Strategists split on rate rise fallout

Phones hang from a trading terminal on the floor of the New York Stock Exchange, in this May 19, 2009 file photo. REUTERS/Shannon Stapleton/Files

Phones hang from a trading terminal on the floor of the New York Stock Exchange, in this May 19, 2009 file photo.

Credit: Reuters/Shannon Stapleton/Files

NEW YORK | Mon Jun 15, 2009 6:47pm EDT

NEW YORK (Reuters) - The recent rise in U.S. interest rates is causing a split among Wall Street's top strategists on the implications for inflation and the economy, contributing to one of the trickiest investment environments in recent memory.

The jump in yields on U.S. government debt, which act as a benchmark for many lending rates, particularly mortgages, also drew sharply differ views at the Reuters Investment Summit Outlook in New York on the extent to which they could contribute to another leg down in housing prices.

The collapse of the housing market was a key factor in driving the economy into recession, and its recovery is seen equally key to the economy's return to growth. Lower housing prices have contributed to high foreclosure rates, with cash-strapped borrowers unable to sell at prices that allow them to pay off their mortgages.

Abby Joseph Cohen, senior investment strategist at Goldman Sachs, said the rising interest rates showed that investors are becoming less risk averse as worst-case scenarios for financial markets and the economy have not played out.

"As we move back to normal, money would naturally come out of Treasuries and into other assets," she said, adding that part of the move is "a vote of confidence in the economic future."

By contrast, fears of high inflation are "spectacularly premature," Cohen said. "We just don't see that inflation is going to rear its ugly head."

She cited low capacity utilization of U.S. businesses, a high jobless rate and stagnant wages -- a major cost of business -- as evidence that inflation is not a worry.

Several Federal Reserve officials have recently talked at length about the threat of inflation. They say the U.S. central bank needs to start reversing monetary policies undertaken to loosen crippled credit markets, including rock-bottom interest rates, as soon as feasible.

The benchmark 10-year Treasury note yield briefly traded above 4 percent last week, up from about 3.08 percent in mid-May -- a sudden sharp increase that quickly caused mortgage rates to rise and mortgage activity to decline.

"There is a fundamental mismatch between available credit and available buyers. Not enough people can afford loans to absorb housing at its current prices," said Sean Dobson, chief executive officer Amherst Holdings LLC.

The recent, sudden jump in mortgage interest rates was something the Fed and the White House did not anticipate, and has become a problem for efforts to rework many existing mortgages at lower rates, said Greg Peters, Morgan Stanley's head of global fixed-income and economic research.

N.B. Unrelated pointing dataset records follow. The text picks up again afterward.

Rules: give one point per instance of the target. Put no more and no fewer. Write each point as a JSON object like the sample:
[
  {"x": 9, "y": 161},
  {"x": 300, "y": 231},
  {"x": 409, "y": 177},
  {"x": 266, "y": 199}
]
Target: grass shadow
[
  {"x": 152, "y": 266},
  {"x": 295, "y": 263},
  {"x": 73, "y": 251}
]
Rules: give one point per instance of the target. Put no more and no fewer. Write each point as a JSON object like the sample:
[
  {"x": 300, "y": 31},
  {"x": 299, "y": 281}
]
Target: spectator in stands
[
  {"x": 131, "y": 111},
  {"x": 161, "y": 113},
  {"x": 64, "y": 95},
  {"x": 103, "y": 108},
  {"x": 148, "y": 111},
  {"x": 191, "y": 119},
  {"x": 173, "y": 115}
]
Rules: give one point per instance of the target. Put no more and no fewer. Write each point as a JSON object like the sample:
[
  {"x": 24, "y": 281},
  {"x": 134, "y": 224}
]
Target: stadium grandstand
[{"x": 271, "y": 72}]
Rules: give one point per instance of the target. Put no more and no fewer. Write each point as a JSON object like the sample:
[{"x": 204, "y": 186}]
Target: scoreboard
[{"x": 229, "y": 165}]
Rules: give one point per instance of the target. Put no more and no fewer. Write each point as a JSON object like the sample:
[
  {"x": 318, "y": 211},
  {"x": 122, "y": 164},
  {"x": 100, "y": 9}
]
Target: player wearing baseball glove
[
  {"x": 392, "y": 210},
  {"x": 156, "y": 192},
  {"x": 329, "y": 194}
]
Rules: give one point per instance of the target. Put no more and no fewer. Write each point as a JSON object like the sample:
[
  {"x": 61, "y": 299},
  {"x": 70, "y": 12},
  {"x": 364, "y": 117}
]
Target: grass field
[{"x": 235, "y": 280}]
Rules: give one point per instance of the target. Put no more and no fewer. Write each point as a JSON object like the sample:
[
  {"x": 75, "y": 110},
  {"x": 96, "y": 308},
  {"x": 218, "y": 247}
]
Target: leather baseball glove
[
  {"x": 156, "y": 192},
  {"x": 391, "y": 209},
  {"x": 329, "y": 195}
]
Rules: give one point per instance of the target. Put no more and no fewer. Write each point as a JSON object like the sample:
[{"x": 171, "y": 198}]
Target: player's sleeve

"We think housing has considerable downside from here," perhaps to the tune of another 16 percent decline in the national Case-Shiller index by early 2010, Peters said.

Although Peters said he is not worried about inflation, he said rising inflation concerns by investors is an issue.

"I don't think the Fed is as worried about inflation as the markets are," he said.

"Am I worried about inflation today? No. But the markets are clearly starting to worry about it, and that's more important. ... The yield curve is not steepening because of growth expectations; otherwise the dollar would not be weakening."

Peters said the 10-year Treasury yield could hit 4.75 percent this year.

The issue of inflation comes up as one of the most important for investors, particularly with the Fed's near zero-rate policy and various liquidity programs, Peters said.

The Fed already has greatly increased one measure of the nation's money supply. The monetary base has doubled since August 2008, according to data from the St. Louis Fed.

Peters said the Fed could show vigilance against inflation with a single, 25 basis point increase in its benchmark federal funds rate, something the market consensus suggests is unlikely for the rest of 2009.

Still, he said, "astute investors" were not lining up on either side of the inflation issue, illustrative of the uncertainty surrounding the economy.

"You get a room of investors together and they are split between inflation and deflation ," Peters said.